Google's massive language translation work identifies where it goofs up

For low-resource languages such as kalaallisut and Fula, a big effort to find out what is lost in translation.
Written by Tiernan Ray, Contributing Writer on

Scores for languages when translating from English and back to English again, correlated to how many sample sentences the language has. Toward the right side, higher numbers of example sentences result in better scores.
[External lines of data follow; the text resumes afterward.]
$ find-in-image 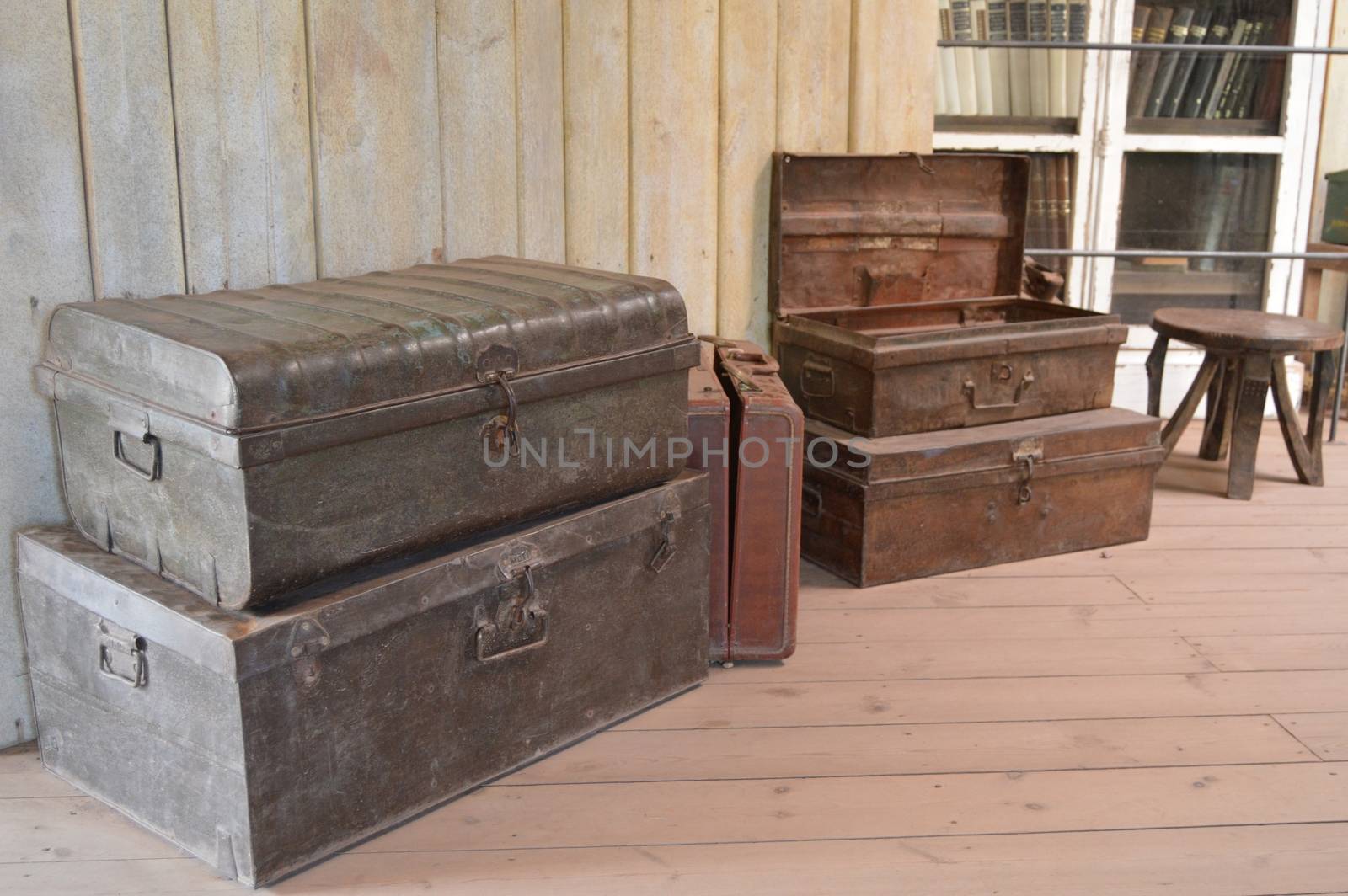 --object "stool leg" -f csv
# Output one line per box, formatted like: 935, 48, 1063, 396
1198, 359, 1240, 461
1146, 335, 1170, 416
1227, 355, 1272, 501
1153, 349, 1222, 456
1272, 352, 1330, 485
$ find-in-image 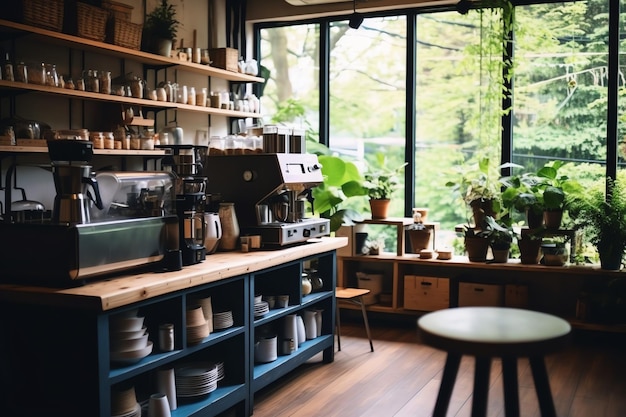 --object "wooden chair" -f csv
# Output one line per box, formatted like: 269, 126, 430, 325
417, 307, 571, 417
335, 287, 374, 352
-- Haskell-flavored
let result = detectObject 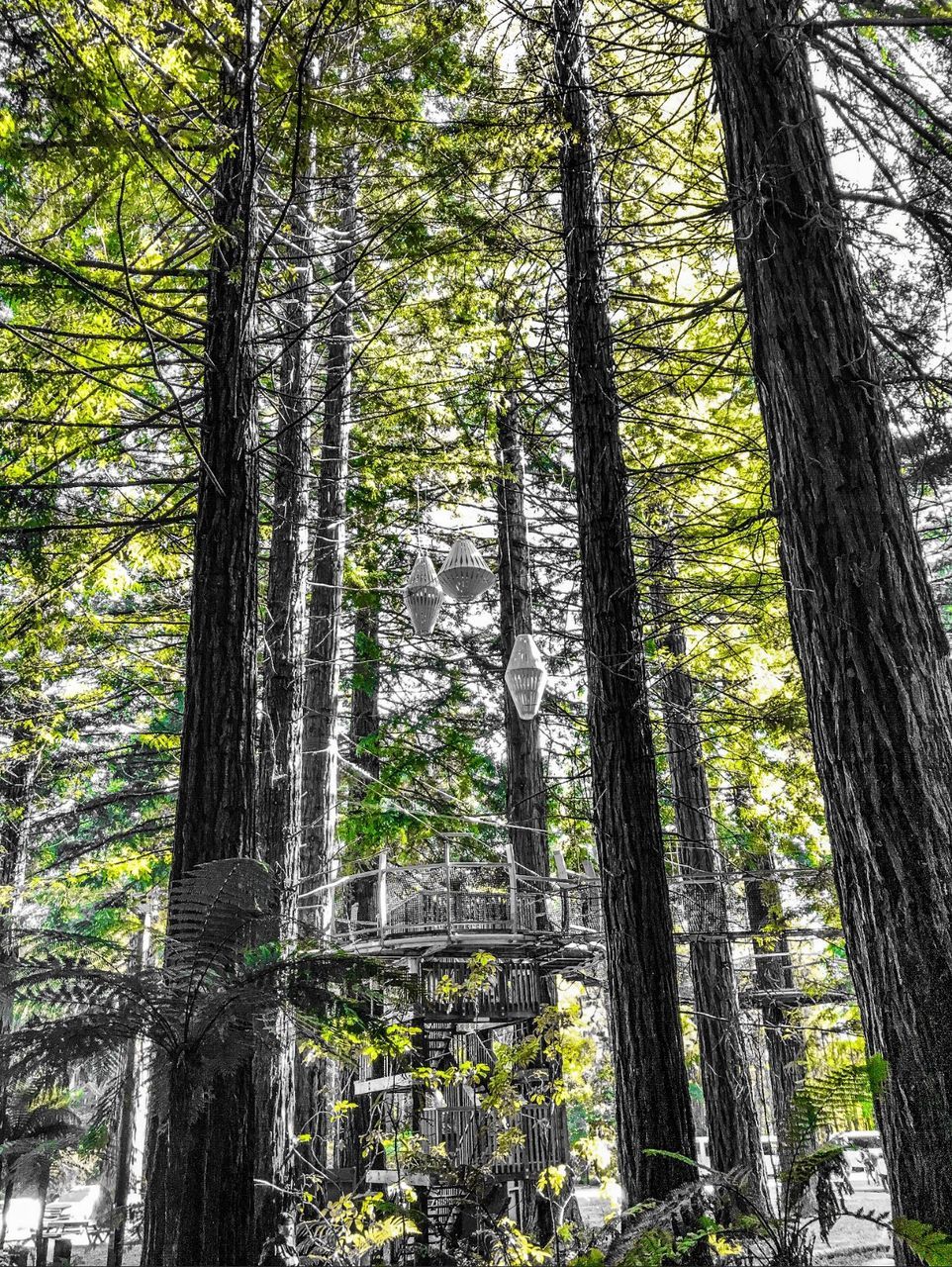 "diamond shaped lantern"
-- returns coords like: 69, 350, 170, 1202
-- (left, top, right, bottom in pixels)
505, 634, 548, 721
404, 550, 444, 634
439, 537, 496, 603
There are outliers, such as English in Cyrillic, which has very few examples but translates well. 

Bapna et al., 2022

What do you do after you have collected writing samples for a thousand languages for the purpose of translation, and humans still rate the resulting translations a fail?

Examine the failures, obviously. 

And that is the interesting work that Google machine learning scientists related this month in a massive research paper on multi-lingual translation, "Building Machine Translation Systems for the Next Thousand Languages," posted on Arxiv.

"Despite tremendous progress in low-resource machine translation, the number of languages for which widely-available, general-domain MT systems have been built has been limited to around 100, which is a small fraction of the over 7000+ languages that are spoken in the world today," write lead author Ankur Bapna and colleagues. 

The paper describes a project to create a data set of over a thousand languages, including so-called low-resource languages, those that have very few documents to use as samples for training machine learning. 

Also: DeepMind: Why is AI so good at language? It's something in language itself

While it is easy to collect billions of example sentences for English, and over a hundred million example sentences for Icelandic, for example, the language kalaallisut, spoken by about 56,000 people in Greenland, has fewer than a million extant example sentences readily available in online texts; and the Kelantan-Pattani Malay language, spoken by about five million people in Malaysia and Thailand, has fewer than 10,000 example sentences readily available.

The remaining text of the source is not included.